No, you haven’t missed any official announcements. Neither congressional leaders nor incoming Trump administration officials have announced a cut in federal Medicaid reimbursements. What I’m reacting to is a recent story in Governing magazine by KFF Health News reporting that “the Affordable Care Act’s Medicaid expansion is back on the chopping block.”

Although the ACA’s subsidized private-insurance exchanges have hogged most of the attention since the bill’s passage in 2010, the primary effect of the legislation was to expand Medicaid. That’s what accounts for most ACA spending, and for most of the subsequent decline in uninsured Americans.

The legislation didn’t just authorize states to expand their Medicaid programs to cover childless, able-bodied adults. It hurled a bundle of carrots and sticks at state governments to get them to comply. In 2012, the U.S. Supreme Court ruled that the ACA’s mandate that all individuals purchase health coverage was a constitutional use of congressional taxing power (although the mandate was never effectively enforced and later abandoned). In that same decision, however, the high court ruled Washington couldn’t coerce states to expand Medicaid.

The sticks went poof. That left the carrots — in particular, a promise that the federal government would pay for 90% of the cost of serving the Medicaid-expansion population.

As I and others have pointed out repeatedly, this promise never made any rational sense. Before ACA, Medicaid covered the elderly and disabled, along with low-income children and mothers. Although the latter groups made up most of the Medicaid population, most Medicaid expenditures were for elders and the disabled requiring ongoing and expensive care.

The federal share of those non-expansion expenditures varies by state, based on per-capita income. In North Carolina, the current share is 65%. Given the federal government’s already gigantic deficits and their projected growth over the next two decades, does it strike you as reasonable — and politically sustainable — for Washington to pay two-thirds of the cost of treating quadriplegic children or housing elders in nursing homes while simultaneously paying nearly all the cost of a routine doctor visit for a healthy non-working adult?

Brian Blase, who served in the first Trump administration and now runs the Paragon Health Institute, proposes phasing out the enhanced Medicaid share over eight years.
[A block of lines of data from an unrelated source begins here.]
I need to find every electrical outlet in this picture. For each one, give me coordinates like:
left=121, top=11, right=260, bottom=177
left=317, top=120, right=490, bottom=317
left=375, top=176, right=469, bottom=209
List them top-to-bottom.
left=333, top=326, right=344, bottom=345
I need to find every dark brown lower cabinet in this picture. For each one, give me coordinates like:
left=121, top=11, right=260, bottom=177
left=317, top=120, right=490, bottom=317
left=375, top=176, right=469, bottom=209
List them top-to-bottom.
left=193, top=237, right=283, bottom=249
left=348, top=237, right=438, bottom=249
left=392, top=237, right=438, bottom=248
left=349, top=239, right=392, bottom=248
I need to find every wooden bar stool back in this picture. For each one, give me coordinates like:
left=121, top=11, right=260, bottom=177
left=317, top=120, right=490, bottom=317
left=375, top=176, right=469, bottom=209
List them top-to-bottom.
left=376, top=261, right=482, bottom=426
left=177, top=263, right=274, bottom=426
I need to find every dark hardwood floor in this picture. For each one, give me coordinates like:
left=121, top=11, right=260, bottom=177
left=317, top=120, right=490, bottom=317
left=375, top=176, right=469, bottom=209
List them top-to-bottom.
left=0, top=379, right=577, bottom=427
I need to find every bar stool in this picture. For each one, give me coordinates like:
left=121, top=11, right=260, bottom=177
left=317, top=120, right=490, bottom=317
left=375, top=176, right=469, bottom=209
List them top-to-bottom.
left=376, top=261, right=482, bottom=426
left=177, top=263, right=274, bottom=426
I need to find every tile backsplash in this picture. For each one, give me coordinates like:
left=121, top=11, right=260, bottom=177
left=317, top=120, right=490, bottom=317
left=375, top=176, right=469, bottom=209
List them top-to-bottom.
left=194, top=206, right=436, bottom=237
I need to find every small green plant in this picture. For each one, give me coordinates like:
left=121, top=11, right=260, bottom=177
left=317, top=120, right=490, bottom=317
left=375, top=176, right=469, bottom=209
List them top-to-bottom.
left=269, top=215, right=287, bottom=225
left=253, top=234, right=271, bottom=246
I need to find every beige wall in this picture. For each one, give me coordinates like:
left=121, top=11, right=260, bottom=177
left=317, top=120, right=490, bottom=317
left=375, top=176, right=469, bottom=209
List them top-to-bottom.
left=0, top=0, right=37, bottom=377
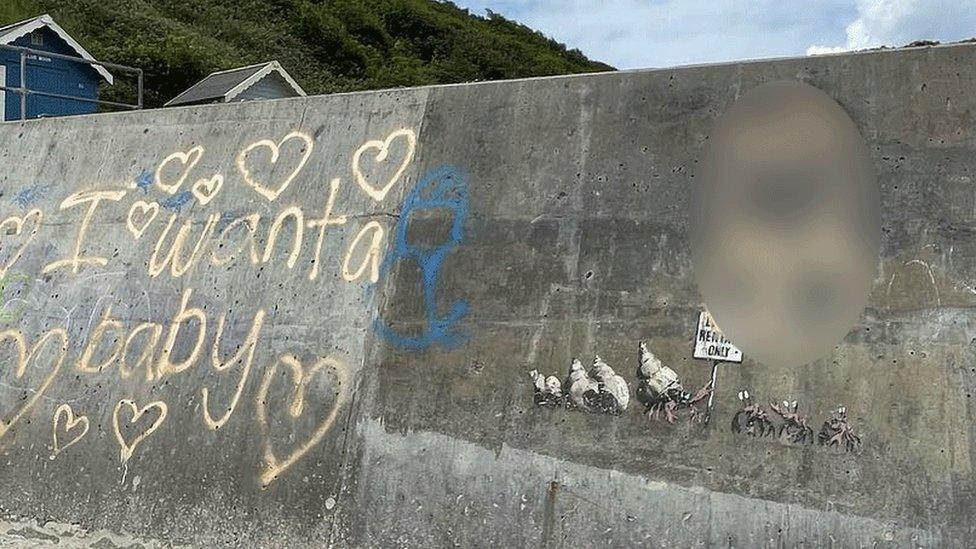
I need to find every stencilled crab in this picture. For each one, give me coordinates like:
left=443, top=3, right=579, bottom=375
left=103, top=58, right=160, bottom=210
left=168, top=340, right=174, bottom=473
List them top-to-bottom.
left=732, top=391, right=776, bottom=437
left=769, top=400, right=816, bottom=444
left=818, top=406, right=861, bottom=452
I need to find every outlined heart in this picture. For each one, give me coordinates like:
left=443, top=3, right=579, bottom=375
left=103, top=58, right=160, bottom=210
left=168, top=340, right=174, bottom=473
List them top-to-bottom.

By 2034, states would receive the same federal funding for expansion enrollees as they do for other Medicaid enrollees. Other health care specialists have proposed other transitions and timelines. I’m not convinced the second Trump administration will take immediate action on the issue, given its other stated priorities, but something like this is going to happen within the next decade, even if a Democrat succeeds President Trump in 2029.

North Carolina lawmakers didn’t sleepwalk into the scenario. Their expansion legislation included a proviso that if federal funding falls below 90%, “Medicaid coverage for this category of individuals shall be discontinued.” Eight other states have comparable safeguards.

If this occurs, policymakers will have another chance to get universal coverage right. Yes, you read that correctly. Most lawmakers in both parties, conservatives and progressives alike, favor policies that ensure access to basic medical services, including taxpayer-funded subsidies for poor people and those with chronic conditions.

What conservatives don’t favor is a single-payer system, controlled by government bureaucrats and funded primarily by taxes. A better policy mix would include promoting innovation, deregulating the market for medical services, and replacing the current tax exclusion for employer-provided health insurance — in effect a huge subsidy that disproportionately benefits affluent households — with universal tax credits, adjusted for age and preexisting condition, to purchase private health plans.

While states can play a key role on deregulation, most of this will require action in Washington. Hope springs eternal.

John Hood is a John Locke Foundation board member.